Jan 11, 2019 - Economy

Free streaming services begin to challenge subscription video

Screenshot: IMDB.com

Over-the-top digital streaming TV companies that don't charge people for access are rising as consumers face saturated budgets for subscription content.

Why it matters: While data shows consumers today are generally less tolerant of ads, the rise of these services shows that there's still an appetite for advertising if it's relevant — and if it means consumers can access their favorite content without having to pay a subscription fee.

Driving the news: On Thursday, Amazon-owned IMDB launched Freedive, a free, ad-supported streaming video channel featuring hit movies and TV shows.

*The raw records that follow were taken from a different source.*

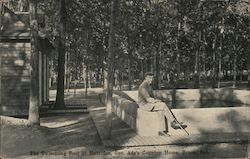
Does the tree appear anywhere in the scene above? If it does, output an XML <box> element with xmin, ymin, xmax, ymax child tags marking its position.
<box><xmin>106</xmin><ymin>0</ymin><xmax>119</xmax><ymax>138</ymax></box>
<box><xmin>55</xmin><ymin>0</ymin><xmax>66</xmax><ymax>108</ymax></box>
<box><xmin>28</xmin><ymin>0</ymin><xmax>40</xmax><ymax>125</ymax></box>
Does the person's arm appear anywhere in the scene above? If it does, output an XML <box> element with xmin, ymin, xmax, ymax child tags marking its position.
<box><xmin>141</xmin><ymin>87</ymin><xmax>158</xmax><ymax>103</ymax></box>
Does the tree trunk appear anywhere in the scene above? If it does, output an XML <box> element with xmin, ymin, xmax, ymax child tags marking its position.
<box><xmin>28</xmin><ymin>0</ymin><xmax>40</xmax><ymax>125</ymax></box>
<box><xmin>194</xmin><ymin>30</ymin><xmax>201</xmax><ymax>88</ymax></box>
<box><xmin>203</xmin><ymin>29</ymin><xmax>207</xmax><ymax>88</ymax></box>
<box><xmin>175</xmin><ymin>22</ymin><xmax>181</xmax><ymax>88</ymax></box>
<box><xmin>247</xmin><ymin>62</ymin><xmax>250</xmax><ymax>88</ymax></box>
<box><xmin>105</xmin><ymin>0</ymin><xmax>119</xmax><ymax>139</ymax></box>
<box><xmin>154</xmin><ymin>49</ymin><xmax>160</xmax><ymax>89</ymax></box>
<box><xmin>55</xmin><ymin>0</ymin><xmax>66</xmax><ymax>108</ymax></box>
<box><xmin>233</xmin><ymin>22</ymin><xmax>238</xmax><ymax>88</ymax></box>
<box><xmin>212</xmin><ymin>35</ymin><xmax>217</xmax><ymax>88</ymax></box>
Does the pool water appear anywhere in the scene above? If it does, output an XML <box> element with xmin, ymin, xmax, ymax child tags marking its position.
<box><xmin>166</xmin><ymin>100</ymin><xmax>250</xmax><ymax>109</ymax></box>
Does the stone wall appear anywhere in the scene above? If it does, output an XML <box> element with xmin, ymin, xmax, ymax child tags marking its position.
<box><xmin>118</xmin><ymin>88</ymin><xmax>250</xmax><ymax>105</ymax></box>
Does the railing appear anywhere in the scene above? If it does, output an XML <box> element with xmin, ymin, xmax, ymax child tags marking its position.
<box><xmin>0</xmin><ymin>0</ymin><xmax>29</xmax><ymax>13</ymax></box>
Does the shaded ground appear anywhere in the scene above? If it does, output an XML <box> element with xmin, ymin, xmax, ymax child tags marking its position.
<box><xmin>1</xmin><ymin>87</ymin><xmax>249</xmax><ymax>159</ymax></box>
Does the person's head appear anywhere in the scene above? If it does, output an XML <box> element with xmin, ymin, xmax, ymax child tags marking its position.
<box><xmin>144</xmin><ymin>72</ymin><xmax>154</xmax><ymax>84</ymax></box>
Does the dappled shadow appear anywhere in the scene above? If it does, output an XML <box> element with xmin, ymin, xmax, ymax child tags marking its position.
<box><xmin>108</xmin><ymin>89</ymin><xmax>250</xmax><ymax>158</ymax></box>
<box><xmin>1</xmin><ymin>114</ymin><xmax>101</xmax><ymax>157</ymax></box>
<box><xmin>0</xmin><ymin>42</ymin><xmax>30</xmax><ymax>115</ymax></box>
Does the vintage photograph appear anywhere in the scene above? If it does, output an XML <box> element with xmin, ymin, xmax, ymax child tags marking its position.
<box><xmin>0</xmin><ymin>0</ymin><xmax>250</xmax><ymax>159</ymax></box>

The Freedive app can be viewed on mobile, desktop or on Amazon Fire TV devices.

Free, ad-supported streaming services are rising, as subscription streaming services face stiff competition for consumers' budgets.

  • Roku's free ad-supported channel, The Roku Channel, is the No. 3 ad-supported channel on the company's platform; it has about half the advertising per programming hour of traditional linear TV.
  • Hulu's ad-supported business continues to grow, with the company announcing over $1.5 billion in yearly ad sales this week.
  • Even telecom companies, like Dish and AT&T, are beginning to offer free tiers or products for streaming, like AT&T's "Watch" streaming service, which launched last year.
  • Free TV services like Xumo and Pluto TV also continue to grow their subscriber bases, as Digiday's Sahil Patel noted last year.

Between the lines: Some of these ad-supported streaming companies, which rely on new-age addressable (digitally automated) TV ads instead of traditional TV ads, could build lucrative businesses.

  • Both Roku and Hulu have increased their ad revenues by more than 50% years over year.
  • Roku’s ad revenue increased 57% from 2017 to 2018. At this point, its advertising business is growing faster than its hardware business, a sign of investment in the company’s free ad-supported channels.
  • While both are still relatively small in their share of the total digital advertising pie, they are expected to grow quickly over the next two years, per eMarketer.

Be smart: One reason these free services are growing fast is that they have become a win-win for manufacturers who need to add apps to new smart TV lineups and for programmers who need wider distribution for their content.